Search code examples
sumtabspivot-tablestatagroup

How to create a percentage + total for one variable in a matrix with rows and columns representing two categorical variables?


Let's say I have three variables:

  1. female, dummy that takes 1 if female, 0 if otherwise
  2. municipality, categorical variables of 10 categories (amsterdam, berlin, london, barcelona, copenhagen, oslo, stockholm, rome, vienna, lisbon)
  3. industry, with 5 categories (manufacturing, government, services, transport, education)

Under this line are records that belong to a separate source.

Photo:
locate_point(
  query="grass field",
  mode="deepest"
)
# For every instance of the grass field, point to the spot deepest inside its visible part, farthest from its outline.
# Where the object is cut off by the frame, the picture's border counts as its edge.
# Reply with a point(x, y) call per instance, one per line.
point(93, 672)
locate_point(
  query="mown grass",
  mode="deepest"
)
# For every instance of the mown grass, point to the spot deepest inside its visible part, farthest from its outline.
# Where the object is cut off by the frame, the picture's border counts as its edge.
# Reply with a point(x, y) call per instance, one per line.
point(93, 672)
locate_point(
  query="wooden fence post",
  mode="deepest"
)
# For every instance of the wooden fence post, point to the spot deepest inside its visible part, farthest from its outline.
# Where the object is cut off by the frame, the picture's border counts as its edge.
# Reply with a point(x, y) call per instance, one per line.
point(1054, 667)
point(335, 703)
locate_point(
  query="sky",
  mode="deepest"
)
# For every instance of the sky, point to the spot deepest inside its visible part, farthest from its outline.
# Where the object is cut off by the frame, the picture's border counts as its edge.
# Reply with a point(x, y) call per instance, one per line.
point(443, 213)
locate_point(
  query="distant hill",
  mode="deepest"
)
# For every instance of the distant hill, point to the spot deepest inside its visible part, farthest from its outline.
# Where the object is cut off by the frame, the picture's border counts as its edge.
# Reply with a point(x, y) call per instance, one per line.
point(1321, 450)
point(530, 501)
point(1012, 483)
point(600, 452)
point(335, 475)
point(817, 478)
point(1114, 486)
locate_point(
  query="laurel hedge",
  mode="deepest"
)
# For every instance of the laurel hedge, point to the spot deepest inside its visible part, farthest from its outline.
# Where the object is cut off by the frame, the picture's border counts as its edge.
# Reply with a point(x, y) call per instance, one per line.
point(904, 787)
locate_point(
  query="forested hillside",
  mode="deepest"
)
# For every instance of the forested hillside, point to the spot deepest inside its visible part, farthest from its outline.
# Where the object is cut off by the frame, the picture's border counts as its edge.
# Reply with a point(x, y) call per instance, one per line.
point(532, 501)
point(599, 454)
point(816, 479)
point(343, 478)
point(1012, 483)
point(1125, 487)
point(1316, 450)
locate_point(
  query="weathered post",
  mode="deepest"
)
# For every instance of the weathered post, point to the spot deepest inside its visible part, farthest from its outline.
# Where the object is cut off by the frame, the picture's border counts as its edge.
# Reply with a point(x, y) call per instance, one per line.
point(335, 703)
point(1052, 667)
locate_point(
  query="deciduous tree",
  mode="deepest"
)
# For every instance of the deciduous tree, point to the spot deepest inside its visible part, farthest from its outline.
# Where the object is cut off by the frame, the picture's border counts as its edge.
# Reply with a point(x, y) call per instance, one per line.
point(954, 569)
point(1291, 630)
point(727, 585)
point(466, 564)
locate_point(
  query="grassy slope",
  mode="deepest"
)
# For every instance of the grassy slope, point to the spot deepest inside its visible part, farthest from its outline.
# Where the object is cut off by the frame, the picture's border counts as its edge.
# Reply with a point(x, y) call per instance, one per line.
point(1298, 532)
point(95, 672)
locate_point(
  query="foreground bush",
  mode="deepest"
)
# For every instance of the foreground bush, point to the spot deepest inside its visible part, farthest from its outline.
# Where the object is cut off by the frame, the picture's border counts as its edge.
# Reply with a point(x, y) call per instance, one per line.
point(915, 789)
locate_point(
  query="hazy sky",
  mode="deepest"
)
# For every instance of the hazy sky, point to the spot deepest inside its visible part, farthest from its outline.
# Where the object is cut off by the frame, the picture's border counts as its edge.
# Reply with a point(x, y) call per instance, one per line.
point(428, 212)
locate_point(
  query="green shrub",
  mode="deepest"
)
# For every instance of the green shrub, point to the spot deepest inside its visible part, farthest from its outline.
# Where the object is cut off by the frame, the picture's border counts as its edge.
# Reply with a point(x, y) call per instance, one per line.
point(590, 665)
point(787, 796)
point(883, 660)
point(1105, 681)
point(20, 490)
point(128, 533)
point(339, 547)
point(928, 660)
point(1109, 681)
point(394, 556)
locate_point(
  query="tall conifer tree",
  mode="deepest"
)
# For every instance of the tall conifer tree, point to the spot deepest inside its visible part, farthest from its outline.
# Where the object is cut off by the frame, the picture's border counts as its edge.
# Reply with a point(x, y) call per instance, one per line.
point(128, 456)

I want to create a table with municipality as rows, industry as columns and then I want each cell to contain two values:

  • % female for the particular combination of municipality and industry
  • N total (both female and not female) for the particular combination of municipality and industry

Is it possible to make such a table in Stata?


Solution

  • Here is a general code snippet that you should be able to adapt to your needs:

    clear
    set obs 10000
    
    * Randomly create the data
    set seed 123456
    gen municipality = ceil(runiform()*10)
    gen industry = ceil(runiform()*5)
    gen female = (runiform()<.6)
    
    *Calculate N and percentages (technically shares) by municipality and industry
    collapse (mean) percent_female=female (count) N=female , by(municipality industry)
    
    * Reshape so each row is a municipality
    reshape wide percent_female N, i(municipality) j(industry)
    
    * Export data to table
    *ssc install dataout
    local folder "path/to/folder"
    dataout , excel save("`folder'/mytable.xlsx")